Two files posing as Realtek components are actually copies of AutoHotkey, a legitimate automation tool repurposed as an execution engine. This allows the malicious logic to reside in scripts that are harder to fingerprint than compiled binaries. One branch rebuilds a hidden program from numbers in a fake manifest and uses process hollowing to run it inside a real .NET process. The manifest yields two .NET payloads: a modular remote access trojan Fortinet tracks as clay_Client, and AsyncRAT, which beacons to its own command-and-control server.

AsyncRAT is a well-known open-source remote access trojan that enables surveillance, keylogging, screen capture, and data theft. The campaign runs entirely through trusted system tools to stay hidden, making it a fileless attack that evades traditional signature-based detection. John Gallagher, VP at IoT cybersecurity firm Viakoo, described it as "an existing attack vector, just performed more quickly and made more stealthy" with AI, adding that blocking unsanctioned scripting engines like AutoHotkey would shut the technique down.

Fortinet researchers noted signs of AI-assisted malware development in the code. Windows functions are hidden behind aliases from Chinese mythology, and unsanitized Chinese comments point to generative AI speeding up the build while a human sets the attack logic. Ram Varadarajan, CEO of decryption technology firm Acalvio, said this is part of a broader trend he calls "compositional opacity" — attacks that split into steps and seem harmless on their own.

The campaign highlights a growing threat where attackers package malware as trusted learning content.
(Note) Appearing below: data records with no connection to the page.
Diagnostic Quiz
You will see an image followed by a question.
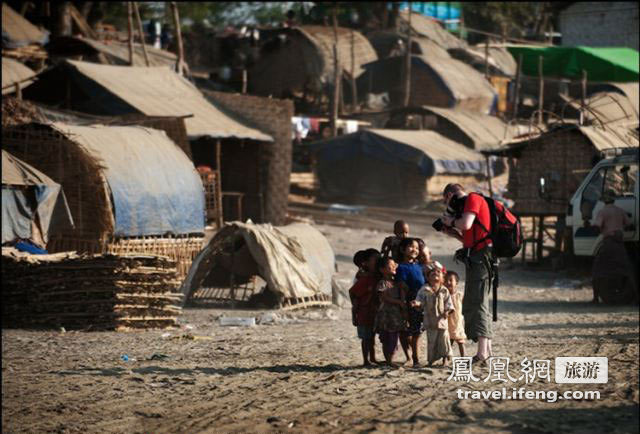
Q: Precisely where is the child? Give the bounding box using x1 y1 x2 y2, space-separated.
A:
444 271 467 357
375 257 407 367
411 267 454 366
380 220 409 262
396 238 424 367
417 238 433 281
349 249 380 366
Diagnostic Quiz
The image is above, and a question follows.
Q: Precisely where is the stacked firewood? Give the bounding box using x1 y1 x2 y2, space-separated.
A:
2 248 182 330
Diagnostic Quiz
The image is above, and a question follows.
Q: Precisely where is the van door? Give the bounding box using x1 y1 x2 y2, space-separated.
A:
574 162 638 256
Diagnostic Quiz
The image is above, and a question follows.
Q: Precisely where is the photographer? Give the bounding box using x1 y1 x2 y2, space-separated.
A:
433 184 493 362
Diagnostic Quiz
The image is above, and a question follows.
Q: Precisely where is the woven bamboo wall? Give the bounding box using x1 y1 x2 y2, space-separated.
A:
509 130 597 215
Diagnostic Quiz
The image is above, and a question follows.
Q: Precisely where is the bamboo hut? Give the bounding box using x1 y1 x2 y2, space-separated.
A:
248 26 378 103
358 55 497 114
182 222 335 309
483 125 638 217
24 60 273 227
312 129 486 207
2 122 204 275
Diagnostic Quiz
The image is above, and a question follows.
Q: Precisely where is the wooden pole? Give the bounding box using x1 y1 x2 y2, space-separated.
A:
133 2 149 66
127 2 133 66
538 56 544 125
351 29 358 112
484 155 493 197
484 36 489 78
216 139 223 229
242 69 247 93
331 6 340 137
512 54 522 119
403 2 412 107
171 2 184 75
580 69 587 125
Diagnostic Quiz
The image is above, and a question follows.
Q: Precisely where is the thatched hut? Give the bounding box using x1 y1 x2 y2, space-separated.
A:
358 55 497 114
47 36 178 68
24 60 286 226
385 106 517 151
248 26 378 102
2 149 73 247
483 125 638 216
2 122 204 273
312 129 486 207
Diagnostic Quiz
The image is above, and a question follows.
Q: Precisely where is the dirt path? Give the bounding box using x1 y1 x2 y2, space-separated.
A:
2 225 639 433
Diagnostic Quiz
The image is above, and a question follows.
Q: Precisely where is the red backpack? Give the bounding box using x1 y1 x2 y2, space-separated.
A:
476 195 523 258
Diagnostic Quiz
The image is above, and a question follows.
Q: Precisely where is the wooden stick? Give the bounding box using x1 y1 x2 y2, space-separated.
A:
133 2 149 66
127 2 133 66
403 2 413 107
171 2 184 75
538 56 544 125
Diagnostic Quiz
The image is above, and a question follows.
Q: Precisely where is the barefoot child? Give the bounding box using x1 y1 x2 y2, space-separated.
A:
380 220 409 262
375 257 406 366
349 249 380 366
411 268 453 366
444 271 467 357
396 238 425 367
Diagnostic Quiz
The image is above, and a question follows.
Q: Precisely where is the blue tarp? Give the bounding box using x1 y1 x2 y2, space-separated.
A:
53 123 205 237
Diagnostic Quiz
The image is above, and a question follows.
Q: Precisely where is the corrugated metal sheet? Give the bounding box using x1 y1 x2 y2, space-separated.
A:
2 3 49 48
420 56 496 114
579 127 638 151
51 122 204 236
398 10 467 50
296 26 378 83
423 106 515 151
2 57 36 95
67 60 273 142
Diana Kelley, CISO at Noma Security, urged teams to treat downloaded documents and training assets as part of the software supply chain. Fortinet and analysts recommend layered defenses: blocking or isolating unsanctioned scripting engines like AutoHotkey, tuning endpoint tools to scan memory rather than just files on disk, auditing scheduled tasks, and watching for unusual PowerShell and outbound traffic. Kelley also suggested giving staff a vetted internal library of AI resources rather than leaving them to trust random downloads.